Acquisitions were primarily funded by government equity. Cash flow based metrics, such as FFO interest cover and retained cash flow (RCF) to debt, also strengthened to 6.4 times and 27.9%, respectively.
Structural Considerations
Given the nature of Mubadala's business and mandate, the majority of the company's debt is located at subsidiaries and project companies. Whilst Moody's notes that many of Mubadala's investments are highly strategic and therefore that the likelihood of Mubadala (on behalf of the government) supporting its projects is high, Moody's will take a case-by-case approach to whether projects and investments held by Mubadala would benefit from such support. Accordingly, all debt (including non-recourse debt) is consolidated.
Whilst this theoretically implies structural subordination within the Group, this is mitigated by the strong diversification of Mubadala's asset base, and - more importantly - the government agency role held by Mubadala, whereby Mubadala is seen as an arm of the state.
Liquidity
At year-end 2008, Mubadala held Dhs3.0bn of cash deposits and had a $2.0bn revolving credit facility, which was partially drawn.
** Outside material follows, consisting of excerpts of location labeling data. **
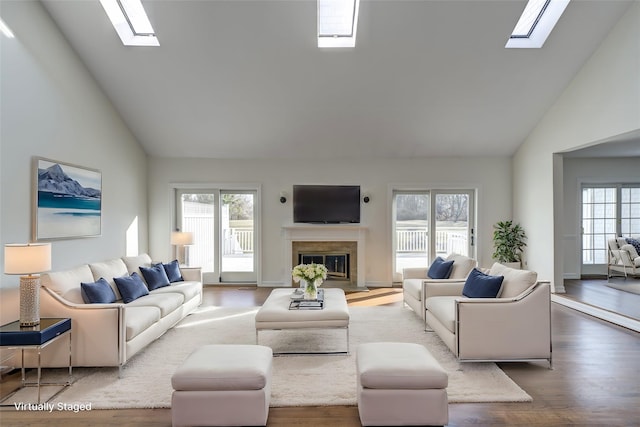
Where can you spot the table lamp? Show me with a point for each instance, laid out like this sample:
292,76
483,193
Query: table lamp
182,239
28,259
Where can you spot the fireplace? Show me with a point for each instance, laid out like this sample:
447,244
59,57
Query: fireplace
327,240
340,258
337,264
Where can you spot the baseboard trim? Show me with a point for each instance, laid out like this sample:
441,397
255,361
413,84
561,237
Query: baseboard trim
615,318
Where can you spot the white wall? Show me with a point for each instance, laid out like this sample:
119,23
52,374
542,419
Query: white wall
579,171
602,101
491,177
51,107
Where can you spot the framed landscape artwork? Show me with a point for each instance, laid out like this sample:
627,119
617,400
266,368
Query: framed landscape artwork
67,201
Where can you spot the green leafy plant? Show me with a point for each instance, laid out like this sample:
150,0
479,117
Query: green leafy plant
508,241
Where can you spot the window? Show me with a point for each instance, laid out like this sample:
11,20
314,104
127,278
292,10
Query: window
337,23
131,22
225,231
607,211
536,23
431,223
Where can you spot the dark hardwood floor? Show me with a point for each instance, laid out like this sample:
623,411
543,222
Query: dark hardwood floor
594,381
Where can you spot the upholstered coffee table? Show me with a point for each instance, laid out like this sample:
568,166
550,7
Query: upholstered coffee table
276,315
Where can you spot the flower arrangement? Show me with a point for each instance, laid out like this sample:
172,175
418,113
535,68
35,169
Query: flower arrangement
313,274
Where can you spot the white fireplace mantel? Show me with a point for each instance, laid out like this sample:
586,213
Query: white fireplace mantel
325,233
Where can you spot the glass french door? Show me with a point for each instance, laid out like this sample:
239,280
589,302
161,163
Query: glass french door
431,223
223,226
607,211
237,231
411,213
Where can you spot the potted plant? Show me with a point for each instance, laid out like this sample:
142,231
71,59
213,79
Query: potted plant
508,242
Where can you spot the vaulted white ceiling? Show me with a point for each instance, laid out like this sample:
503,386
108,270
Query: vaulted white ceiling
245,79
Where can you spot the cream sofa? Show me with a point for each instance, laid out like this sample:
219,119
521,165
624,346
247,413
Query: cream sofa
110,334
515,326
414,281
623,257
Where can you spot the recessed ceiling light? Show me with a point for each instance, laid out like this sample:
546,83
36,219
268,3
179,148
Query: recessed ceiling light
536,22
130,21
337,23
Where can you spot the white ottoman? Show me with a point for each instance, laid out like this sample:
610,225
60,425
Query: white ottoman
223,385
400,384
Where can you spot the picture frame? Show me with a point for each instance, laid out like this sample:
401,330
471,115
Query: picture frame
67,201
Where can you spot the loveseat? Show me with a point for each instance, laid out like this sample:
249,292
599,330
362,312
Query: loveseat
109,334
623,256
414,280
515,325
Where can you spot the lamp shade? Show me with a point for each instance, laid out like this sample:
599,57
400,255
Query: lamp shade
181,238
27,258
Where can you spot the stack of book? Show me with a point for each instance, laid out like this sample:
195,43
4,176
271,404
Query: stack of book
299,303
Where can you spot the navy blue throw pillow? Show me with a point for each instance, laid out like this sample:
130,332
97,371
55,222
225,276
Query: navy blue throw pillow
98,292
635,243
480,285
131,287
155,276
173,271
440,269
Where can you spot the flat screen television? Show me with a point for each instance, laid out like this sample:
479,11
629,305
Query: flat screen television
326,204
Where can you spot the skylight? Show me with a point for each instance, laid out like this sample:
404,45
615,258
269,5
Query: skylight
130,22
337,23
536,22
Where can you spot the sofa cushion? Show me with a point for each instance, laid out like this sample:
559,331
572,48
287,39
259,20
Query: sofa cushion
444,308
166,302
155,276
440,269
173,271
134,263
98,292
131,287
480,285
462,265
139,319
635,243
515,281
109,270
189,290
67,283
413,287
633,254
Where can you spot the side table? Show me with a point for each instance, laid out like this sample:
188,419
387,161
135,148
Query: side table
14,336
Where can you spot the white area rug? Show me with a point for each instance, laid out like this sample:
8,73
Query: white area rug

Approximately Dhs10.6bn ($2.88bn) of its $13.1bn ($3.56bn) total debt was short term, consisting mainly of debt at the Dolphin and Pearl level. Since then, the company has successfully issued $1.75bn bonds off a Global Medium Term Note Programme, fully refinanced its Pearl debt and is close to finalising the refinancing of its Dolphin project, which represented the bulk of its short term maturities.
In addition to ongoing government funding, Moody's regards Mubadala's liquidity profile as robust, though also assumes that any shortfalls - should they arise - would be met by the government.
Drivers of Rating Change
Mubadala's ratings will move in line with the sovereign ratings of Abu Dhabi, provided that its current status, ownership structure and mandate are maintained.
Moody's highlights the importance of long-term stability both in Mubadala's ownership structure and in its government mandate, for its ratings, given the current early development nature of many of its businesses and financial profiles, which rely substantially on government funding and oversight.
Though not anticipated, any gradual de-linkage of Mubadala from the government would therefore result in a greater emphasis on stand-alone credit features, which are currently considerably weaker than the Aa2 assigned rating, but would be expected to change over the course of the years.